せめて骨の欠片だけでも拾ってあげたいんだが。
以前、御巣鷹山に墜落した日本航空123便の墜落事故に関するノンフィクション小説を読んだことがある。
日本人ならではの宗教観なのだという。遺族をはじめ、捜索隊や警察でさえ是が非でも遺体を見つけてやりたい民族は他に類を見ないそうだ。
1985年8月、この航空事故は日本における民間航空史上最悪の事故であり、世界的に見ても単独機としては過去に前例がないほどの犠牲者数520名を数えることで知られている。

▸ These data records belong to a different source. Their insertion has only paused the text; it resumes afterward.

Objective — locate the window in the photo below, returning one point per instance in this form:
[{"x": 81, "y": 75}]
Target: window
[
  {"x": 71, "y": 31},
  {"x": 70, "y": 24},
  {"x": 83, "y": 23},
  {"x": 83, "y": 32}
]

そのうち外国人の死者は22名。アメリカ人やイギリス人観光客がいた。
キリスト教圏の外国人の、死と遺体の処置に関する考え方は、日本人のそれと異なっており、現場で身元を特定するために奔走した医師や警察は戸惑ったという。
「ご遺体をどのようにされますか?」
と聞くと、遺族は決まってこう答えたという。
「息子(もしくは娘)は神のところへ召された。肉体は持ち帰るまでもない。そちらでお任せします。一緒に亡くなった人たちとともに火葬するなり、埋葬してやってください」
なぜ遺体を引き取らないのか?――と、日本人なら首をかしげてしまうだろう。
キリスト教圏の人たちは、口を揃えてこう答えたという。
「death is death。死は死でしかない。引き取ったところで甦るわけでもない。魂は神のもとへ召された。だから肉体は必要ではない」
かたや日本人は来世を信じ、そこでも生きると考える。むしろ、そうありたいと願うのかもしれない。
だからこそ死んだあとも完全な遺体が必要であり、ご遺体を生きた人間と同様に丁重に扱うのだとされている。
東日本大震災のときも同様だった。捜索隊の真摯さには頭が下がる。
日本人なら失ってしまった肉親や知人の身体は、たとえどんなに変わり果てていようと取り戻したいと考えるものだ。
私だってそうだ。
じかにこの眼で夫の死を確認することで、前に進むことができる。
◆◆◆◆◆
明け方ごろ、またしてもすみれ色のウェットスーツ姿が枕元に立った。
まさか、毎晩歩の幽霊に安眠を妨害されるとは。
暑いのに、床に入る直前、燗にしたコップ酒を仏壇に供えていた。これで文句はなかろう。
功を奏したか、翳った顔も、心なしか晴れやかな表情に見えなくもない。
「おれはビッグになれなかった……。賭けはおまえの勝ちだな」
おいおい、私は賭けなんか、してないって。
私は金縛りになったまま、寝床で唸っていた。身じろぎすらできない。
相変わらず歩は、全身から潮臭い雫をポタポタ垂らしている。
「じつは困ったことになってる」と、直立不動の夫は唇も動かさず言った。その眼は死んだ魚を思わせる。「おれは囚われの身になっちまったんだ。海の男になりたかったのに笑っちゃうぜ。まさか海の男たちの奴隷にされるとは」
私には、返事をすることができない。
代わりに、心の中で尋ねた。
――ちょっ。どういう意味? 奴隷って穏やかじゃない。
「おれの身体、一度は沖へ流されたんだ。けど、誰かに見つけて欲しくて、このビーチに帰ってきた。奇跡的に潮の加減もあったんだろう。ところが暗いうちに、あいつらに捕まり、うまく利用されるようになっちまった」
大抵歩は明け方に枕元に立つ。少なくとも寝入りっぱなはない。なんらかの法則があるらしい。